A emergência de políticas de saúde a nível local é colocada em ênfase pelo processo de transferência de competências no setor da saúde para os municípios. O referido processo deve ser suportado juntamente com a Administração Central, de modo a dar resposta aos processos financeiros e logísticos inerentes. A adoção de estratégias de cooperação e partilha de encargos entre a Administração Central e Local deve ser promovida. Através de uma cultura de gestão de proximidade dos Cuidados de Saúde Primários e das autarquias, em função do serviço nacional de Saúde, será potencializada a redução de assimetrias locais no que diz respeito aos indicadores de saúde da população.

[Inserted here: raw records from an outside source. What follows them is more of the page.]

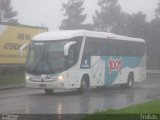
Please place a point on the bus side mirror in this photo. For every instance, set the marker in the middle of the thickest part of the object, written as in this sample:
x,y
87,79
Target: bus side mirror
x,y
67,46
22,48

O desenvolvimento de parcerias em diferentes áreas de governação do Sistema de Saúde, deve ter como objetivo a implementação de estratégias que maximizem a resposta do serviço Nacional de Saúde, como por exemplo o aumento da taxa de cobertura de cuidados médicos em zonas periféricas, a diminuição da taxa de prevalência de doenças crónicas e a requalificação de infraestruturas de saúde junto da comunidade [12].

Eleva-se o desafio de criar um sistema de gestão mais abrangente e ajustado aos contextos locais, alocando meios e recursos de forma equitativa e, consequentemente aumentando a acessibilidade dos cidadãos aos Cuidados de Saúde Primários, bem como a sua interoperabilidade.

Quanto às limitações de pesquisa, é de salientar que nem todos os partidos apresentam programas eleitorais locais, uma vez que os programas são desenvolvidos pelas estruturas locais e não pela sede partidária. Isto constituiu-se como uma barreira de pesquisa, na medida em que a maioria dos programas eleitorais dos municípios em análise foram obtidos nos sites dos respetivos candidatos e mesmo nas suas redes sociais. A 13 de setembro de 2021, foram contactados telefonicamente dois partidos de ideologia oposta, de modo a completar a informação dos sites municipais e respetivos partidos, no entanto não foi fornecida nenhuma informação adicional.

Em suma, a Saúde dos Portugueses é cada vez mais importante, com envelhecimento da população e no “pos-pandemia”, a articulação entre administração central e local parece fundamental, necessária, e desejada, mas os programas, as ideias comunicadas, e o debate sobre saúde autárquica ou saúde nos municípios parece “oculto”, pouco desenvolvido, e pouco participado. O cidadão comum terá tido, como nós tivemos, muita dificuldade de perceber o que se propõem fazer, pelo menos por escrito, os vários partidos e candidatos. Esta área da política de saúde é nova, vibrante em vários países, e claramente o futuro da saúde dos Portugueses passa cada vez mais por sua casa, telesaúde, telemonitorização, mas também ambientes, ruas, e contextos promotores da saúde preventiva, aqui os Municípios podem e devem, liderar. Estão próximos, articulam social, saúde, escolar e planeamento urbano; estão junto, desenvolvem proximidades sociais e mesmo pessoais, e mais que tudo, são objeto mais fácil do escrutínio popular em relação a obra feita – a partir de 2021, também na saúde. A saúde municipal pode assim ser vista como uma expressão clara de saúde societal que urge desenvolver, propor em público, debater, eleger e acompanhar.

  1. Artigo 64.º da Constituiçãoda República Portuguesa, in Diário da República n.º 86/1976, Série I de 1976-04-10.
  2. Loureiro, , Miranda, N., & Miguel, J. M. P. (2013). Promoção da saúde e desenvolvimento local em Portugal: Refletir para agir. Revista Portuguesa de Saúde Pública, 31(1), 23-31.
  3. Leite, R., (2020). Um caminho para a cura – Realidades e propostas para o sistema de saúde em Portugal.Lisboa: Publicações Dom Quixote.
  4. Decreto-Lei n.º 23/2019 de 30 de janeiro, Presidência do Conselho de Ministros, Administração Interna, in Diário da República n.º 21/2019, Série I de 2019-01-30.